Horwath is also striking a chord because the NDP proposals are also sensible and rooted in our core social democratic values, namely tackling the challenges that are squeezing everyday families. Solutions like taking the HST off home heating and hydro and creating jobs by providing tax credits for companies the hire a new employee are good, practical ideas.

But they are grounded in the idea that real change and a better future is possible. And that's what Howarth's leadership is about. It's about putting an end to cynical politics, attack ads and smears and offering real solutions for everyday people.

John Duffy (Liberal):

It's interesting how the conversation turns back to some of the things we've talked about previously. On Friday, we discussed the possibility that Mr. Hudak's campaign may at this stage be aimed primarily at motivating the Conservative base. The messages that you are advancing, Jason, feel much in the same vein.

Heather, we talked yesterday about how hard it may be for the NDP to occupy the aspirational high ground in light of Ms. Horwath's repositioning of the party towards tax cuts and away from the environment. We'll see how that plays out as well.

As for the Liberals, the trick is to use the record to illustrate the path forward.
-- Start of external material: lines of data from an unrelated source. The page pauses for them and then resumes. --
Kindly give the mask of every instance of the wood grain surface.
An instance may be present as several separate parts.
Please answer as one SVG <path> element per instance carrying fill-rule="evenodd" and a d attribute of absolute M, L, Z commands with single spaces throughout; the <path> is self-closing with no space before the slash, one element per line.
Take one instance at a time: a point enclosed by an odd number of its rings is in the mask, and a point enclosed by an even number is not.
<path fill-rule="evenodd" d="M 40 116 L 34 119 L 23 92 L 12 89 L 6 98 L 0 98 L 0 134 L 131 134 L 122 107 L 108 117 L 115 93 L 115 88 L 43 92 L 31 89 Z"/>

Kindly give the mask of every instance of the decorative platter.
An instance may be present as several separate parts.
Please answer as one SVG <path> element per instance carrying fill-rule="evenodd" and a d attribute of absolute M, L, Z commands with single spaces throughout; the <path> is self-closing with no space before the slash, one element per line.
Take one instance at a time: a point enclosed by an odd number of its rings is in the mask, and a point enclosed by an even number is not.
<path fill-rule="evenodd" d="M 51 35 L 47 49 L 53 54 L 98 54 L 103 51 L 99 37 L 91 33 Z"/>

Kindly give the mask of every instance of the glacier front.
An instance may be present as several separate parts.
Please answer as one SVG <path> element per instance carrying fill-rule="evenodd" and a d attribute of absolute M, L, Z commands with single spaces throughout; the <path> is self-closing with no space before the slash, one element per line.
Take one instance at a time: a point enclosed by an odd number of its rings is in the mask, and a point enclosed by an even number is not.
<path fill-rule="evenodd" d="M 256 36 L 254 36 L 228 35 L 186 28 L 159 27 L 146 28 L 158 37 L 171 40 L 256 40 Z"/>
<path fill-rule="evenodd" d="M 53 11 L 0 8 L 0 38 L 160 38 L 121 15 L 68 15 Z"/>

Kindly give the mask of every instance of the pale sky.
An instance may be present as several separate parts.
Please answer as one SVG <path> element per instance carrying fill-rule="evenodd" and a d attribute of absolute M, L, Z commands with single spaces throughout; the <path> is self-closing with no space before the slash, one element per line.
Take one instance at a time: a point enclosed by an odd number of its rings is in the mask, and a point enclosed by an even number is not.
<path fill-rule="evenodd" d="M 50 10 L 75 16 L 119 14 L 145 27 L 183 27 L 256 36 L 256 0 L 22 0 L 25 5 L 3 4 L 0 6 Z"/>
This sets up a message of positive change, with an accent on uniting the province to do so which contrasts with Mr. Hudak's offering. We'll see how each pitch plays out.

Jason Lietaer (PC):

John, it's getting late in the day so I'm going to take it a bit easy on you. A bit.

You have unwittingly exposed the Liberal misunderstanding of the concerns of voters. Now, I'm not using this issue to predict wins and losses, but I want to point out that I wrote earlier today about the concerns of average Ontarians -- paying their bills, affordability and hydro rates.

You dismiss these concerns as playing to the "conservative base". If it's a play for our base, why are the NDP trying to talk the same way? Many Ontarians (whether they support the premier or not) watch him float from gated event to gated event telling them that the status quo is good enough. That they shouldn't really be worried.

This concern over affordability is a new campaign strategy for the NDP. Whether or not they mean it is one thing, but at least they're making an effort. In related news: when will Dalton McGuinty meet his first voter outside his bubble campaign? I look forward to his first visit outside the ropes.

Heather Fraser (NDP):

I don't think it's news that Dalton McGuinty is out of touch with the concerns of everyday, average Ontarians. That's just stating the facts. But Jason, to say that the Tim Hudak and the Tories are the somehow the new voice of the every day people is far-fetched wishful thinking.

New Democrats concern for affordablity is a not new. True, Horwath has some new and good ideas about HOW to make life more affordable, but the idea that Ontarians should be able to work for a decent wage, and afford to feed their families and access the services they need for their families is what New Democrats are all about. Hardly straying from our values as Jason suggests.

New Democrats have a long tradition of helping hardworking Ontarians protect their pocketbook and keep life affordable. Quality health care, affordable child care and public education are the great equalizers in our society -and the other piece of the puzzle when it comes to making life better.

That's where we differ from the other parties -- we've got good ideas on making life affordable through concrete, fresh proposals and a long tradition of supporting the services that help achieve that.

John Duffy, political strategist for the Ontario Liberal election campaign, is also the founder of StrategyCorp and author of author of 'Fights of Our Lives: Elections, Leadership and the Making of Canada.' Jason Lietaer, the Hudak campaign's communications director, is also the vice president of public affairs of Enterprise Canada. Heather Fraser, representing the NDP, is the director of communications for the Canadian Union of Public Employees.